L’équanimité par rapport aux autres demeures sublimes

En pratiquant mettā, karuṇā et muditā, nous développons un souhait et entretenons de l’anxiété, mais la pratique d’upekkhā rejette toute forme d’anxiété et développe un sentiment de neutralité, d’indifférence et de non-discrimination. Mettā souhaite que les êtres soient libres du danger (sabbe sattā averā hontu), karuṇā, qu’ils échappent aux misères (sabbe sattā dukkhā muccantu), muditā, qu’ils ne soient pas privés des biens acquis (yathāladdhasampattito mā vigacchantu). Mais la pratique d’upekkhā consiste d’abord à réaliser que tous les êtres ont leur propre kamma en fonction des actes accomplis (sabbe sattā kammassakā). Le kamma est ce qui cause le bonheur ou le malheur des êtres et il faudrait développer un sentiment d’indifférence à ce sujet. Cette indifférence n’est pas un kamma néfaste qui nous empêche d’accomplir le bien, car il nous faut d’abord aider autant que possible avec mettā et karuṇā et ne développer upekkhā que s’il n’est pas possible d’aider. Lorsqu’une personne est accusée d’un crime par exemple, nous souhaitons d’abord qu’elle échappe à sa peine, mais une fois que la cour l’a condamnée, continuer à s’inquiéter reviendrait à nous causer inutilement de la détresse.
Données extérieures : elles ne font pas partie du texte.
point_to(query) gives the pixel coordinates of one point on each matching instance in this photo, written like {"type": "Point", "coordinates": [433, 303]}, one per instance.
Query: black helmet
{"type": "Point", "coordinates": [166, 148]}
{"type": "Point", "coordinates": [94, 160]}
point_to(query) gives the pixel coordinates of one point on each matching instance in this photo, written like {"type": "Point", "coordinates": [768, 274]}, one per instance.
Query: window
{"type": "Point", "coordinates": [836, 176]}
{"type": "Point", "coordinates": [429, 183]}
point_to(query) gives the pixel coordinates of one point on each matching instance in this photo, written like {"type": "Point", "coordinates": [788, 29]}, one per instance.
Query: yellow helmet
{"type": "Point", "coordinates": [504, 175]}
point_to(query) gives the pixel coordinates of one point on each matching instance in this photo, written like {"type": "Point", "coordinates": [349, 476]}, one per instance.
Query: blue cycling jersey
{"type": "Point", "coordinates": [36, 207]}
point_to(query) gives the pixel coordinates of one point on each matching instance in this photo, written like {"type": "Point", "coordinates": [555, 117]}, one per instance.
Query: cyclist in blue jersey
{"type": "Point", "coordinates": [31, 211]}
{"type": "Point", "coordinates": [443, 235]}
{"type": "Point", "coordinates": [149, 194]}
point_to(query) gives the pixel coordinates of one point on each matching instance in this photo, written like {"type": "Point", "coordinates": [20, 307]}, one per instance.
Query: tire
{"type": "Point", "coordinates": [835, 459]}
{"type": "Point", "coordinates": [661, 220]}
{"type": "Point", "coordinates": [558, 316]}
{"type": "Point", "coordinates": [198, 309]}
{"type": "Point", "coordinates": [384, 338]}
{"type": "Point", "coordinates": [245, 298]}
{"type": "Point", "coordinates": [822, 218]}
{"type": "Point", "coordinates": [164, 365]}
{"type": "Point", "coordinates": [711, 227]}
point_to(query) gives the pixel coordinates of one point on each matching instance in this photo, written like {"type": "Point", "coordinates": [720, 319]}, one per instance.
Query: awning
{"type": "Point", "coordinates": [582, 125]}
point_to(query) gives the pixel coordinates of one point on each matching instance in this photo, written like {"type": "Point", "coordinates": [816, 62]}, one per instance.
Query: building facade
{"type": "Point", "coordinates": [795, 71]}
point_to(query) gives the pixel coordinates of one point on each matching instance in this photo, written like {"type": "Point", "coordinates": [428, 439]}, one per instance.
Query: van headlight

Mettā, karuṇā et muditā permettent d’atteindre le troisième jhāna mais upekkhā conduit au quatrième jhāna. Lorsqu’il émerge du troisième jhāna, le yogi devrait réfléchir aux attributs de ce jhāna et voir qu’il est habité d’un attachement aux êtres dont il espère le bonheur, et donc lié à l’amour et la haine. Le yogi doit d’abord développer cette réflexion et ensuite orienter upekkhā vers une personne neutre, puis, après avoir atteint le quatrième jhāna, vers une personne qu’il affectionne et puis une personne hostile. Si la colère apparaît, il faut appliquer les mêmes instructions que pour la pratique de mettā explique le Visuddhimagga. Il faut parvenir à sīmasambedha, un esprit égal vis-à-vis des quatre types de personnes : neutres, chères, hostiles et soi-même, qui surmonte frontières et démarcations.

Il faut parvenir à la réalisation que, même si nous souhaitons le bonheur des autres (mettā), que leurs souffrances soient supprimées (karuṇā), qu’elles ne subissent aucune perte (muditā), tout cela est peu probable car leur destin dépend surtout de leur kamma. C’est la cause proche d’upekkhā. Cela ne signifie pas que mettā, karuṇā et muditā n’ont pas de résultats positifs. Si leurs destinataires n’ont pas accompli d’actes néfastes graves, leur force propre apportera des bienfaits à ceux-ci, mais le souhait de celui qui les rayonne ne peut être pleinement accompli. Les parents souhaitent que leurs enfants soient en bonne santé et heureux et pourtant ils sont souvent impuissants face à certaines tendances de leurs enfants. Cela ne signifie pas que l’amour bienveillant qu’ils leur portent soit inutile. Il leur bénéficiera d’une façon générale. Celui qui rayonne mettā retirera en outre des mérites de sa pratique. En pratiquant upekkhā, les qualités d’upekkhā seront développées. Le Buddha a déclaré : « la volition (cetanā) est ce que j’appelle le kamma, c’est au travers de la volition que les gens accomplissent des actes bons ou mauvais ». Vipassanā est le meilleur kamma.